If Rafael were here, I would—
“Dios mío.” Rafael’s voice makes me jolt with a squeak.
I spin on him so fast I forget I’m a snotty mess.
Rafael stands a few feet away from me, wearing The Sweatpants and a tee that hides but not-so-subtly silhouettes the abs beneath. He hovers in the doorway, staring at me with wide eyes.
He’s staring. Right. At. Me.
“You can see me,” I blurt with a hoarse voice. Feeling like a wet sock, I sniffle and straighten, smoothing down the dress and tossing my hair over my shoulder, as if that could mask that I’m currently the antithesis of Evie Pope.
Rafael blinks, looking past me. I falter.
Maybe I imagined it all—him talking to me, responding, seeing me.
Maybe I’ve tricked myself into believing he could because the alternative is too terrifying.
Because he’s staring straight through me. Like I’m not here.
Needing confirmation, I ignore the tempest of uncertainty inside me and take a small step toward him, tears drying and hands shaky—exactly how one should approach their sworn enemy.
But I need him to acknowledge me.
“Rafael,” I say, my voice cracking slightly. “You can see me, right?”
Rafael doesn’t react. As still as my body in that hospital bed behind me.
Maybe the apartment thing was a fluke—my hallucination. I need to know.
I inch closer.
His hand moves to the doorknob.
“Rafael!” The desperation in my voice startles me, and I clamp my lips together.
Rafael stills. His gaze lifts from the body in the bed—my body—to me.
Relief is short and not so sweet (because hey, I’m in a coma, everybody), but I think I have Rafael’s attention.
And I need to play my cards right because he can see me, which means he can finally explain things: what really happened at the Aviary …
and every question I’ve been dying to ask all morning … and right now.
I clear my throat. “Why are you here?”
The question is out of my mouth before I can answer it myself. To see me at my weakest? To possibly shave off my eyebrows and snap a photo of me?
“I wish I knew,” Rafael says, shaking his head.
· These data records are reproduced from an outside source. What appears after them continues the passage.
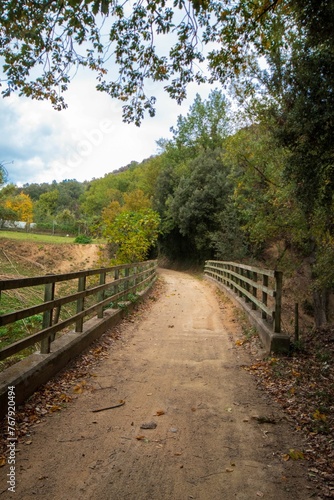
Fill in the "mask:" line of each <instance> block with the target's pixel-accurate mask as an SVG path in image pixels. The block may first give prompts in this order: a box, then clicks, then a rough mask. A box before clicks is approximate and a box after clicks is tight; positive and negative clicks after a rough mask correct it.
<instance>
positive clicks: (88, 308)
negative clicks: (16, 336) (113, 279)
mask: <svg viewBox="0 0 334 500" xmlns="http://www.w3.org/2000/svg"><path fill="white" fill-rule="evenodd" d="M153 279H154V277H152V276H149V277H148V278H146V279H144V280H143V281H142V282H141V283H142V284H143V283H147V284H148V286H149V285H150V283H151V282H153ZM124 280H125V279H124V278H122V280H121V281H124ZM109 286H111V285H110V284H109ZM148 286H147V288H148ZM135 287H136V286H133V287H130V288H129V289H128V290H123V291H122V292H119V293H118V294H116V295H114V296H112V297H108V298H107V299H104V300H103V301H102V302H100V303H97V304H95V305H93V306H91V307H89V308H87V309H86V310H84V311H82V312H80V313H77V314H75V315H73V316H71V317H70V318H67V319H66V320H64V321H61V322H60V323H57V324H56V325H52V326H50V327H49V328H45V329H43V330H41V331H39V332H37V333H34V334H32V335H30V336H29V337H26V338H25V339H22V340H18V341H17V342H15V343H13V344H11V345H10V346H7V347H4V348H3V349H1V350H0V361H2V360H4V359H6V358H8V357H9V356H12V355H13V354H16V353H18V352H20V351H22V350H23V349H25V348H27V347H30V346H32V345H34V344H36V343H37V342H41V341H42V340H43V339H44V338H46V337H48V336H50V335H55V334H56V333H57V332H59V331H61V330H63V329H64V328H66V327H67V326H69V325H71V324H73V323H75V322H76V321H78V320H79V319H81V318H84V317H85V316H88V315H89V314H91V313H92V312H95V311H98V309H99V308H100V307H101V306H103V305H106V304H108V303H109V302H110V301H112V299H113V300H118V299H121V298H124V297H125V295H126V294H128V293H129V291H132V290H134V289H135ZM96 288H98V287H96Z"/></svg>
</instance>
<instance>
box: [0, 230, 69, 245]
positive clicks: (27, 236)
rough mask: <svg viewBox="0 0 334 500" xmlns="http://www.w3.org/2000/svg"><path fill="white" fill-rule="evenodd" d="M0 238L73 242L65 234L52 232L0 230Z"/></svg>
mask: <svg viewBox="0 0 334 500" xmlns="http://www.w3.org/2000/svg"><path fill="white" fill-rule="evenodd" d="M0 238H8V239H10V240H19V241H27V242H29V241H30V242H34V243H39V242H40V243H56V244H64V243H67V244H68V243H74V238H73V237H67V236H56V235H53V234H35V233H25V232H23V231H3V230H1V231H0Z"/></svg>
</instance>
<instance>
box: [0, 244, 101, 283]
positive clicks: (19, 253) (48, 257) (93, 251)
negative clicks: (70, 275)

The door groans as he leans against it with a heavy sigh, considering me in a way that leaves me feeling like I should add another layer of clothes.
I scowl. “Nice try.”
“Nice try? What is it I’m—” Rafael stops abruptly. “I’m talking to a hallucination. Again.”
“I’m not a hallucination,” I repeat for the thousandth time. I also mentally kick myself. My tone isn’t communicating that I need something from him, and I don’t want to scare him away. Yet. “I promise.”
Rafael’s cheek twitches, but he stays. Long enough for me to take action and address the two things that need checking off before he makes a getaway:
1. Prove I’m not a figment of his imagination (he wishes)
2. Get answers
“I’ll prove it to you,” I say. Rafael’s brow lifts, and it’s all the dare I need to dig for something his hallucination wouldn’t know, something his imagination wouldn’t fathom me capable of doing.
“Would your hallucination admit that I purposely lost the Culture Jar so I could be the one to bring in breakfast the morning of your meeting with Nova Kare?”
As the confession takes root, Rafael’s face morphs.
Surprise, then horror. I’d savor the moment if it weren’t for my predicament.
Culture Jar is Dana’s attempt to create team cohesion and build a collaborative culture.
Whenever a team member exemplifies Media Lab’s values, their name is tossed into a jar.
At the end of each month, the person with the fewest tickets buys breakfast for the team.